RURAL – Mas como lidar com mercados em que ainda há muita mão de obra disponível, como a China?
LAMBRO –
Para a China é preciso considerar uma combinação de políticas de governo, tendências sociais, desenvolvimento demográfico e econômico, que irá conduzir a uma mecanização de forma mais rápida. Além disso, as fazendas chinesas vêm se tornando mais eficientes. Estamos falando de culturas que ainda hoje são minimamente mecanizadas e sobre as fases de ciclo de cultivo, nas quais o uso de equipamentos pode produzir melhorias no rendimento das lavouras. Estamos atentos a esse mercado, tanto que, em 2014, inauguramos na cidade de Harbin a maior fábrica de equipamentos agrícolas do nordeste da China. O investimento foi superior a US$ 100 milhões.

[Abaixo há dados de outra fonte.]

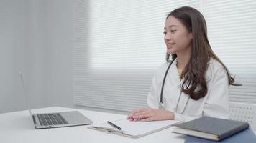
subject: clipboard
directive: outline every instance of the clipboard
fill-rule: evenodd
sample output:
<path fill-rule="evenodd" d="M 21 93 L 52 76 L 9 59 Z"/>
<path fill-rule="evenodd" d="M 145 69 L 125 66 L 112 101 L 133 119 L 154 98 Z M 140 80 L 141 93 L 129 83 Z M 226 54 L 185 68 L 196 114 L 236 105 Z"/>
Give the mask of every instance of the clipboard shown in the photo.
<path fill-rule="evenodd" d="M 131 122 L 122 119 L 111 122 L 120 127 L 121 130 L 111 127 L 106 122 L 92 125 L 88 129 L 137 139 L 169 128 L 179 122 L 175 120 Z"/>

RURAL – A indústria de máquinas agrícolas podeajudar a diminuir as diferenças no uso de tecnologias em nível global?
LAMBRO –
Quando olhamos para o setor agrícola, as tendências atuais precisam ser divididas entre mercados maduros e emergentes. Estamos conscientes da nossa responsabilidade e da importância em agir como um provedor global para promover e apoiar a agricultura. Nos mercados emergentes, a indústria deve promover a ampliação da cobertura da mecanização, orientada para as necessidades e possibilidades locais. Já em mercados maduros é preciso aumentar a eficiência da terra cultivada, para garantir o crescimento e o desenvolvimento contínuo.


Amaggi: uma das unidades de armazenamento da maior produtora de grãos e fibras do País, em Sapezal (MT)

RURAL – Quanto a CNH Industrial tem investido na área de  pesquisa e desenvolvimento?
LAMBRO –
No ano passado, o grupo investiu a 1,1 bilhão, valor equivalente a 3,5% do faturamento total. Em termos nominais houve queda em relação a 2013, ano em que os recursos investidos em inovação chegaram a a 1,2 bilhão. No entanto, o faturamento também caiu de a 34,2 bilhões para a 33 bilhões em 2014, um recuo de 3,7%.

RURAL – Qual o peso da crise econômica mundial nessa queda de receita?
LAMBRO –
O que aconteceu é que vínhamos com um nível alto de estoque. Assim, tivemos de diminuir a produção para diminuir o estoque. Essa foi a estratégia para continuarmos bem posicionados no mercado. Por isso, estou bastante otimista, pois a empresa continua a apostar muito no setor agrícola.

RURAL – Como o grupovê o Brasil?
LAMBRO –
O mercado brasileiro, de fato, enfrenta dificuldades. Penso que para este ano dificilmente se pode esperar por uma grande mudança. Em 2016, provavelmente, as coisas começarão a melhorar, mas não creio que num curto prazo teremos uma grande recuperação de mercado. Em todo o caso, ainda sou otimista, prefiro ver sempre o copo meio cheio. Os problemas que o Brasil enfrenta estão relacionados a um problema geral da economia mundial. Não estão ligadas a problemas do setor agrícola, que vem segurando bem as pontas e sustentando a economia. No Brasil, o agronegócio é o setor mais organizado da economia e, além disso, rentável.

RURAL – Como o sr. avalia o uso de tecnologias no Brasil?
LAMBRO –
Da melhor maneira possível. Já estive no Brasil visitando muitas fazendas e realmente são unidades de produção incríveis, que não perdem em nada para as propriedades europeias e até mesmo para as americanas. É o caso de grupos como Bom Futuro e Amaggi, ambos de Mato Grosso. São empresas maravilhosas, que mostram o quanto o nível de profissionalismo da agricultura brasileira está alto. E quando digo isso não é só pelo uso de máquinas, mas também pelo nível da gestão dessas empresas.